Perbankan memastikan negara-negara yang baru merdeka itu masuk dalam perangkap utang ribawi, korporasi menjadi instrumen non-state actors untuk melakukan operasi pengurasan sumber-sumber daya alam atas nama investasi dan kemitraan.
Sekolah menjadi instrumen penyediaan buruh yang cukup terampil untuk menjalankan mesin-mesin pabrik dan taat bekerja bagi kepentingan pemilik modal.
Jadi Buruh
Kemerdekaan yang telah diproklamasikan dwi tunggal itu mensyaratkan budaya bangsa yang merdeka. Itu diamanahkan oleh Pembukaan UUD 1945 pada pemerintah untuk mencerdaskan kehidupan bangsa. Namun sejak Orde Baru, pendidikan sebagai upaya mencerdaskan kehidupan bangsa itu telah dibegal oleh persekolahan menjadi sekadar instrumen teknokratik untuk kepentingan sustained imperialism tersebut.
Persekolahan juga terbukti menjadi instrumen sekulerisasi besar-besaran. Beberapa kebijakan Mendikbudristek baru-baru ini makin memperjelas misi persekolahan itu. UU no 18/2019 tentang Pesantren adalah instrumen menyekolahkan pesantren untuk dikerdilkan menjadi penyedia buruh terampil.
Gelombang industrialisasi dan pembesaran persekolahan itu telah menyebabkan peran sektor pertanian yang makin merosot, urbanisasi besar-besaran selama 40 tahun terakhir. Jika selama Orde Lama wong cilik harus menjadi tentara, atau anggota PKI untuk naik kelas sosialnya, maka sejak Orde Baru hingga hari ini, wong cilik perlu bersekolah, terutama untuk menjadi profesional, pegawai negeri, atau buruh pabrik dan toko milik para taipan asing, aseng maupun asong. Menjadi petani bukan lagi pilihan menarik bagi kaum milenials.
Merenungkan Hari Pahlawan dalam pertempuran Surabaya hampir 76 tahun silam itu sebagai upaya merebut kembali kemerdekaan dan mempertahankannya, sebagai bangsa kita perlu merumuskan kembali filosofi dan praksis pendidikan kita sebagai strategi budaya untuk menyediakan prasyarat bagi bangsa yang merdeka.
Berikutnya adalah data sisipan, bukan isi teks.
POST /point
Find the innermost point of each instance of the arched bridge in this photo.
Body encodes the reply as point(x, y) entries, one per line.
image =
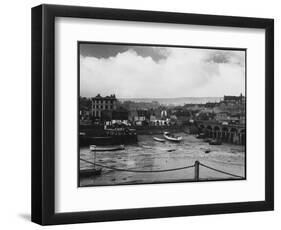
point(225, 132)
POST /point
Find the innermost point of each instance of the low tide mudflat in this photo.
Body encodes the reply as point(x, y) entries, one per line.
point(149, 155)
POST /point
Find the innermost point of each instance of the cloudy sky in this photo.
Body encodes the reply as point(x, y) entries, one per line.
point(160, 72)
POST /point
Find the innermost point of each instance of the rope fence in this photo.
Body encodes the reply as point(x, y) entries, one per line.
point(220, 171)
point(137, 171)
point(195, 165)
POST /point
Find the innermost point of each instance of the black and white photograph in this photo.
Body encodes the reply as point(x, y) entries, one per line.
point(160, 114)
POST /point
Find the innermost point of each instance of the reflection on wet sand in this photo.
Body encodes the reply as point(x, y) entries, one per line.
point(149, 154)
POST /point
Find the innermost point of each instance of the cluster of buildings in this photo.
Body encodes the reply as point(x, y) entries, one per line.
point(108, 110)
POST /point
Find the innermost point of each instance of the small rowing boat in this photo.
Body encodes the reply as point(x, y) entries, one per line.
point(215, 142)
point(106, 148)
point(172, 137)
point(90, 172)
point(158, 139)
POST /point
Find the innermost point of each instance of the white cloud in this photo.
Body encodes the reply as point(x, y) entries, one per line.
point(184, 73)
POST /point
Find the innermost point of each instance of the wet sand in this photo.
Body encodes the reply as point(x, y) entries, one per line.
point(151, 155)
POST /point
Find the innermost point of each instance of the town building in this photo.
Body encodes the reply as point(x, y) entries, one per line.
point(234, 99)
point(100, 104)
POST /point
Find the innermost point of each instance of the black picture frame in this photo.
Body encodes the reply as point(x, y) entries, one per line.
point(43, 114)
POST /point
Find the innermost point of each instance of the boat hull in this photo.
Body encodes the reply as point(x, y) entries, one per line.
point(173, 139)
point(108, 148)
point(158, 139)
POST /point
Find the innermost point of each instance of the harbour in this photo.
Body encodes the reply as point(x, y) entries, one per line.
point(150, 155)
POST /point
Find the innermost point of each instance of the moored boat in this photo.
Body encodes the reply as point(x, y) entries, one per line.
point(215, 142)
point(106, 148)
point(159, 139)
point(172, 137)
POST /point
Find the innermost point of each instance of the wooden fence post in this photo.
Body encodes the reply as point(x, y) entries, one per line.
point(196, 170)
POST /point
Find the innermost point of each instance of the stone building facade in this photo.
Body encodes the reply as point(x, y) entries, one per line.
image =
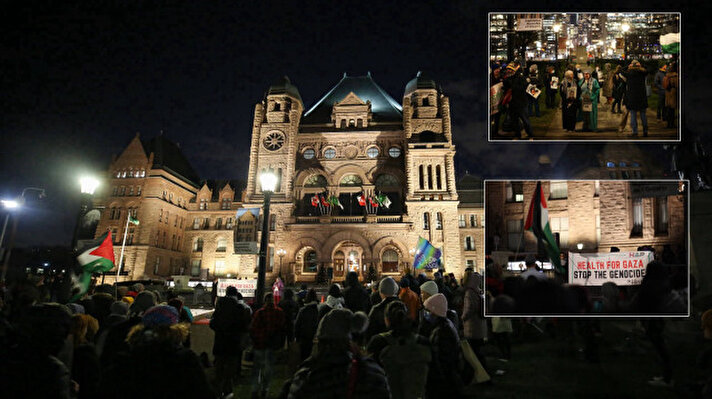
point(599, 214)
point(355, 142)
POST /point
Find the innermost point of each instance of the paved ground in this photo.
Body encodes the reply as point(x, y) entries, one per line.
point(608, 128)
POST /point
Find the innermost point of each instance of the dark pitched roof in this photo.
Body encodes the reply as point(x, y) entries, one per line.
point(383, 106)
point(168, 156)
point(216, 185)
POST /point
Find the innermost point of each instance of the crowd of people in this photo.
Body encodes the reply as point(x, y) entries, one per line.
point(582, 92)
point(349, 343)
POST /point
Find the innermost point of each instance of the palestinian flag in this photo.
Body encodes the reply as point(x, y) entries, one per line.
point(383, 200)
point(361, 200)
point(426, 255)
point(538, 223)
point(334, 201)
point(95, 256)
point(670, 43)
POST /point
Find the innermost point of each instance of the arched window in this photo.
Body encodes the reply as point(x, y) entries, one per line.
point(310, 262)
point(350, 181)
point(222, 245)
point(198, 245)
point(389, 261)
point(315, 181)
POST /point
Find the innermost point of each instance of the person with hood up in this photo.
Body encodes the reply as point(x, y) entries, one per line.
point(409, 298)
point(231, 322)
point(355, 296)
point(306, 324)
point(473, 318)
point(157, 364)
point(338, 369)
point(443, 373)
point(388, 290)
point(636, 98)
point(589, 101)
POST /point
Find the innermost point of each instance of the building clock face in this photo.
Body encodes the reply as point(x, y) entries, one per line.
point(273, 141)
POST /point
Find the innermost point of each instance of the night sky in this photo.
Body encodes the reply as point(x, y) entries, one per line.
point(79, 80)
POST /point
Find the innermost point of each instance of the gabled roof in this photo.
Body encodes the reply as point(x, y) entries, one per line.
point(383, 107)
point(168, 156)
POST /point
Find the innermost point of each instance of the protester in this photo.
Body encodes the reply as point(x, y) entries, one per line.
point(268, 331)
point(589, 101)
point(404, 355)
point(636, 99)
point(443, 375)
point(337, 369)
point(473, 318)
point(157, 364)
point(306, 324)
point(355, 296)
point(570, 94)
point(388, 290)
point(409, 298)
point(230, 321)
point(671, 84)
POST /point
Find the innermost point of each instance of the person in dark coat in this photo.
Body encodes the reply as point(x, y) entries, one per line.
point(514, 81)
point(636, 98)
point(355, 296)
point(230, 321)
point(570, 94)
point(306, 324)
point(338, 369)
point(388, 290)
point(157, 364)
Keberadaan internet telah mengurangi dominasi persekolahan dan pandemi telah mengurangi dominasi itu lebih jauh. Dalam perspektif Hari Pahlawan 10 November untuk merebut kembali kemerdekaan itulah kita perlu merekonstruksi Sisdiknas kita menjadi instrumen budaya untuk belajar merdeka dalam rangka menyediakan prasyarat budaya bagi bangsa merdeka.
Seperti amanat Ki Hadjar, kita perlu memperkuat keluarga dan masyarakat dalam Sisdiknas untuk mendidik warga muda. Peran sekolah akan jauh berkurang seperti telah terjadi selama 5 tahun terakhir ini.
Peran sekolah tidak akan dan tidak boleh sebesar dan sedominan dulu lagi. Kini kita perlu bergeser pada paradigma belajar, atau berguru, bukan bersekolah. (*)
Rosyid College of Arts, Gunung Anyar, 9/11/2021.